Chapter Intros: Each intro was produced by taking the 1817 margin notes and running them through Davinci. The result was succinct overviews matched with custom icons, like this:
Soundscape: We used an AI voice from Speechify’s library to read the poem out loud. We decided on a cantankerous old English dude. If there is one litmus test for whether AI narration is there yet or not, it’s asking it to read poetry. The timing is just way out of whack. So we cut the audio up using Audacity and then layered in sound effects. 70% human : 30% machine.
eBook functionality: We partnered with ebook publisher FlipHTML5 to create the page-flipping experience. They have a sea of options to choose from in order to get a real skeuomorphic book experience going.
NFTs: Using the image manipulation function in FlipHTML5, we dropped in hyperlinked “NFT Key” buttons that led to a collection of our favorite images on OpenSea. Each NFT gives users access to the Lore Machine Library, for life!
Observations
Machines are superficial: From a prompt generation standpoint, the AI is really good at interpreting literal action. Organic emotion, abstract thought, meta-narratives, and stream of consciousness… not so much.
Framing: Human decisions about how to re-contextualize certain prompts to get the best result are crucial. The human imagination, when it comes to angles, layout, metaphorical thinking, reigns supreme. Nothing beats human conviction it seems.
Text is nimble: Text is light and therefore very easy on the CPU. Hapaxes was able to run through the corpus in under 3 minutes.
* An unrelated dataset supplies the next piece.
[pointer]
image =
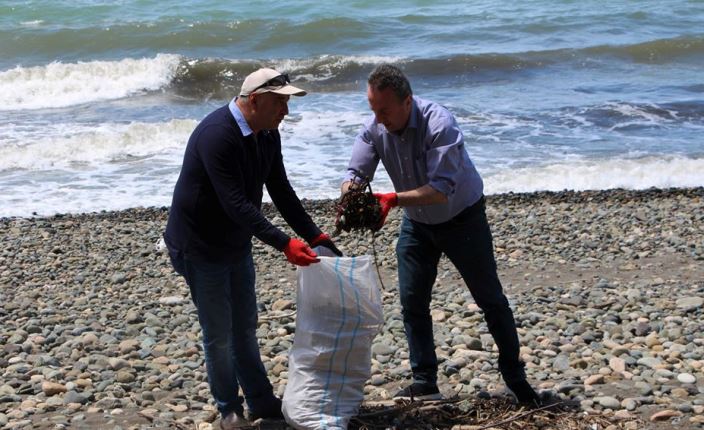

Perfection has its price. Getting each image to match our imagination took time. On average, each image took between 10 - 30 minutes to finalize.
Avatars: The hardest aspect of the image creation process was consistent characters. Ultimately, we hacked it by feeding pre-existing imagery to the prompt. But there seems to be a big open design space to improve upon here.
Unexpected Audiences: We didn’t exactly make Rime for anyone in particular. Total reads hit 72k nonetheless, and some fascinating potential markets and prospective partners emerged - musicians wanting something more than the music video format, those living with learning disabilities, book publishers sitting on old IP and filmmakers tired of waiting years to see their visions become reality.
The Future
Making Rime gave us a lot of ideas. Here are a few of them:
Animated Panels: First order of business for the next book is producing select animated panels that can create ‘worlds in worlds’.
Character builds: Doing a pass to develop a design philosophy for each character before getting going on other aspects of the storytelling process will go a long way in smoothening out the production pipeline.
Featuring You!: Allowing readers to drop their own visage into the action is coming down the tubes.
Strategic Partnerships: We see a huge opportunity to partner with book publishers and filmmakers to take advantage of latent IP.
More than anything else though, we’re excited to discover the ways in which these new tools can elevate human storytelling. The future is wonderful, the future is terrifying. Let’s ride.